Some of the Samson Family, 1961. Oil on Canvas. Private Collection

Eardley’s gift though is making us, the viewers, do the equivalents of a double take – we look at the image, and then we begin to see the true picture. It is true that the images of her Glasgow children are beautifully constructed in often vivid colour and always with a sense of humour, but there is a darkness which cannot be glossed over. Derelict streets and hungry families still remain even when the sun shines, and whilst Eardley wanted to show that lightness, she was always aware of the cold and bleak nature of her surroundings. Aside from the surroundings in which her paintings are set, there is an extra facets to this shadowy alternate view – the lack of any kind of parental figure. The children are shown as wandering the streets alone or with their siblings; responsibility for the youngest thrust upon the eldest whilst they themselves are nothing but adolescents themselves. The compositions depicts the closeness of these relationships, the family unit at perhaps it most fractured but at its tightest all the same; the bonds between siblings keeping the children warm and safe in the desolation of the adult world. When adults are portrayed it is in a dark and almost dangerous environment of twilight and gritty realism. Her palette is markedly different and whilst the children are full of life and hope born from their nievity, the adults seem more weighed down by trouble and their individual demons.

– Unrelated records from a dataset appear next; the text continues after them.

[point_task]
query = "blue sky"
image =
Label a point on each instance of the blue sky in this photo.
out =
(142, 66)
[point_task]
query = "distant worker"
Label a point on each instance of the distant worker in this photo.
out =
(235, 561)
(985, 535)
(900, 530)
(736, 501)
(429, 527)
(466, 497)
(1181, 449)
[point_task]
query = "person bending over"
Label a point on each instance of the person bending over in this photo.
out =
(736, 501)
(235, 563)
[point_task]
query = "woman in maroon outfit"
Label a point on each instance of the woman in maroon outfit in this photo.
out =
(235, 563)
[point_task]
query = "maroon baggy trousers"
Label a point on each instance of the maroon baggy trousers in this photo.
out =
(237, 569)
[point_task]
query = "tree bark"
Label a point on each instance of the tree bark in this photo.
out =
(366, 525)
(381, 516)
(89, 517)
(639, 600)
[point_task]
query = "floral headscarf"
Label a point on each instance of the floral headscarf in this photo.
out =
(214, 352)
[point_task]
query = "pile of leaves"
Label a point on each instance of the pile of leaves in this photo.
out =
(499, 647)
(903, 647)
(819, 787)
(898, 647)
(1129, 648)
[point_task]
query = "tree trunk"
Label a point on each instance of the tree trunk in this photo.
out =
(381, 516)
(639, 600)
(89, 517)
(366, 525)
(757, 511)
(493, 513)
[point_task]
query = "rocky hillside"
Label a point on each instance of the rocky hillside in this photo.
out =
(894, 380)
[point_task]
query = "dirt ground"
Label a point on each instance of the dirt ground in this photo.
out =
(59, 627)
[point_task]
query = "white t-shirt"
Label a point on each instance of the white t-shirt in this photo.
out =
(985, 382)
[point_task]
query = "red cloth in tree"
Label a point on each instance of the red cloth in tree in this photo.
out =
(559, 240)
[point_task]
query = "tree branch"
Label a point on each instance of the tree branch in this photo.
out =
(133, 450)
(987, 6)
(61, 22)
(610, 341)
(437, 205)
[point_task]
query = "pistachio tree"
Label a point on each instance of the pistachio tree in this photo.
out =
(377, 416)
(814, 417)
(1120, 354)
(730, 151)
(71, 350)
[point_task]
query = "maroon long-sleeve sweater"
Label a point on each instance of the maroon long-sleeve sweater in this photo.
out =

Three Children at a Tenement Window, 1961. Gouache on Paper. The Eardley Family.

The Table, 1953. Oil on Canvas. The MacLeod Collection

The world Eardley was portraying was a finite one, and the creeping loss of it was something that she was keenly aware of. Her images of the children of the Gorbals have immortalised the place, the time and the characters that she surrounded herself with. Whilst the city may long ago have succumbed to modernisation, its history has been preserved through her work. She took the people to her heart, and over time they have reciprocated in kind. Perhaps the most glowing testament to this love of Eardley by the Scots was the number of people who attended the first major retrospective of her work following her untimely death – over 30,000 people attended in the first three weeks of the exhibition alone. It seems almost poignant that someone who dedicated her artistic life to painting a world which was disappearing was destined to do the same before her time. Those who knew her mourned her passing, and those who have come to know her do so still.